Base has become the de facto home for onchain AI agents in 2026. Everywhere you look—Coinbase’s AgentKit bots, autonomous DeFi strategies, LLM-orchestrated keeper systems—they’re running on Base. With 250,000+ daily active agents and 48% of all L2 TVL, Base won the agent infrastructure race.
But here’s the problem: we just got hit with an $8,200 RPC bill for three weeks of agent testing.
I’m not complaining about the cost itself—infrastructure has value. What bothers me is that we had no way to predict it. Our test agent was designed to monitor liquidation opportunities and execute when conditions were right. During normal market conditions, it hummed along at ~500 requests per hour. Then volatility hit, and it spiked to 50,000 requests per hour for six hours straight. Our bill exploded.
Problem #1: Billing Models Designed for Humans, Not Agents
Traditional RPC pricing is built around human usage patterns: developers testing smart contracts, users checking wallet balances, dApps serving consistent traffic. Agents are fundamentally different—they make autonomous decisions that can cause 100x request spikes based on market conditions you can’t predict.
Credit-weighted pricing makes this worse. Some providers charge different rates for different RPC methods (eth_call vs eth_getLogs vs eth_subscribe). An agent that suddenly needs to scan historical events during a market event can rack up thousands of dollars in minutes. You can’t forecast agent infrastructure costs the way you budget human API usage.

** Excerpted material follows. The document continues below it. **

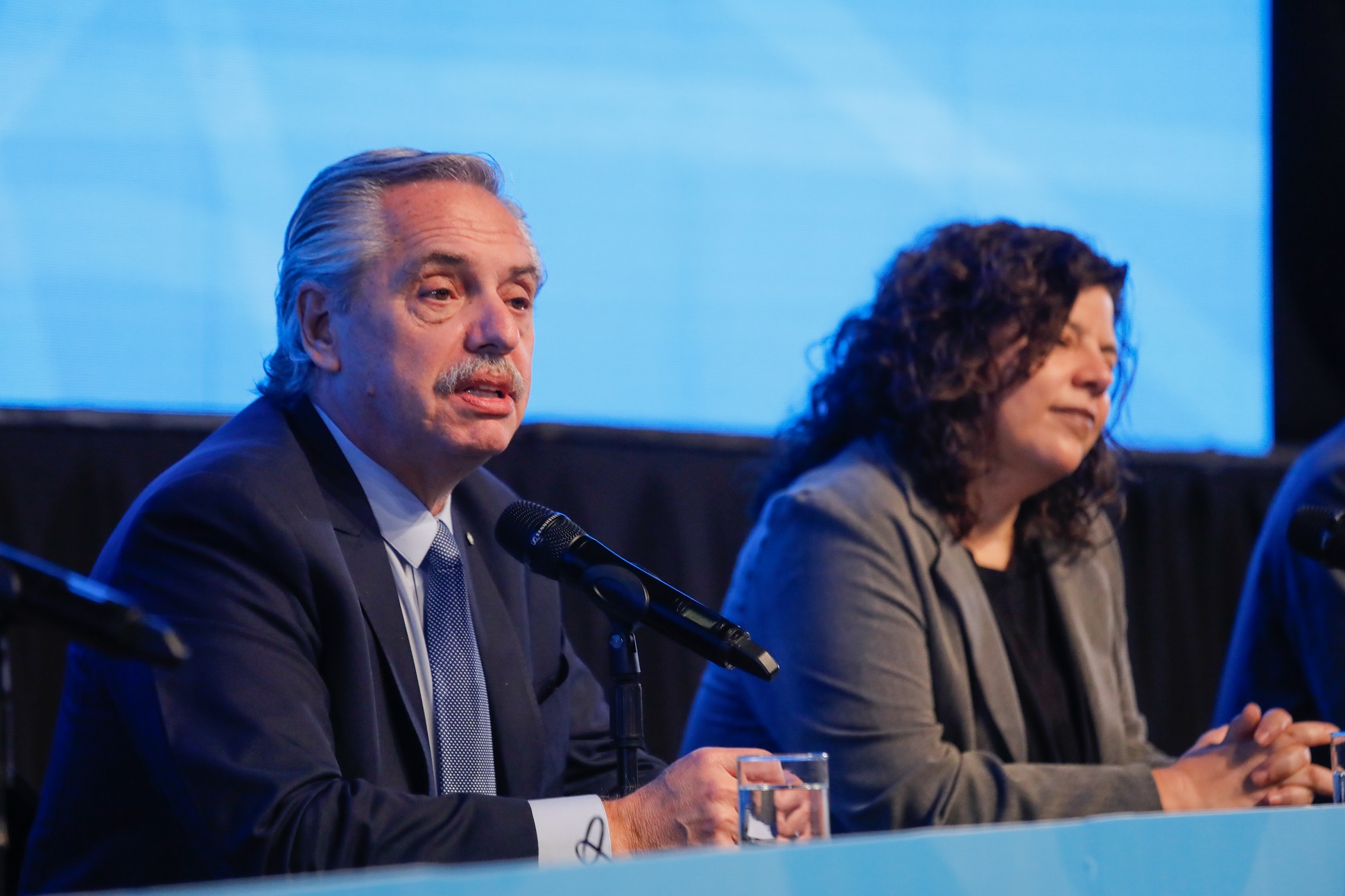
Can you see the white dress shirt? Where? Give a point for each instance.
(408, 528)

Problem #2: WebSocket Reliability (Or Lack Thereof)
Agents need persistent connections for real-time data—price feeds, mempool monitoring, liquidation events. A dropped WebSocket isn’t just an annoyance; it’s a business failure. Last week, our connection to a major RPC provider dropped six times. Each drop lasted 15-90 seconds. During one of those drops, we missed a $12,000 liquidation opportunity.
Here’s the kicker: the provider’s status page showed 99.9% uptime. They were technically “up”—their HTTP endpoints worked fine. But our WebSocket event stream kept dying. When you reconnect, you have to implement recovery logic: Did we miss events during the 60-second gap? Do we query the last 50 blocks? What if the provider’s historical data lags their realtime stream?
The Paradox: We Optimized for TPS, Not Operations
Base crushes throughput. Flashblocks give us 200ms preconfirmations. We can process thousands of transactions per second. But we can’t reliably stream events to agents or predict our infrastructure costs.
It’s like building a Formula 1 race car with bicycle brakes and no fuel gauge. We focused on the sexy performance metrics (TPS! Low latency! Preconfirmations!) and ignored operational basics (stable connections, predictable billing, agent-friendly infrastructure).
What We’re Doing About It
We’re switching to flat-rate pricing—Chainstack and BlockEden both offer per-request models without method weighting. It won’t be cheaper, but at least we can forecast it. We’re also implementing dual providers with automatic failover, adding 40% more code complexity but hopefully preventing WebSocket drops from costing us liquidations.
We’re building internal monitoring—RPS percentiles, cost-per-agent tracking, WebSocket uptime metrics. Stuff that should have been built into provider dashboards but isn’t.
The Question
Did we scale transaction throughput without solving infrastructure fundamentals?
Solana’s AI Agent Hackathon in February (21,000 agents, 38 million transactions in 10 days) showed that agents can work at massive scale. But they also had sub-second finality and sub-cent fees, which simplifies agent economics significantly.
Base has the advantage of the EVM ecosystem and established DeFi protocols. But if we want agents to be production-ready—not just hackathon demos—we need infrastructure that’s built for autonomous, bursty, unpredictable workloads.
Should protocols prioritize agent-specific infrastructure (dedicated WebSocket pools, flat billing models, agent-optimized rate limits) before pushing mass adoption? Or is this just growing pains that’ll get solved as the market matures?
How are other builders handling this? What’s your agent’s request-to-revenue ratio? Are your WebSocket connections stable? What percentage of agent revenue goes to RPC costs?
I want to believe Base is the right foundation for onchain agents. But right now, it feels like we’re building skyscrapers on sand.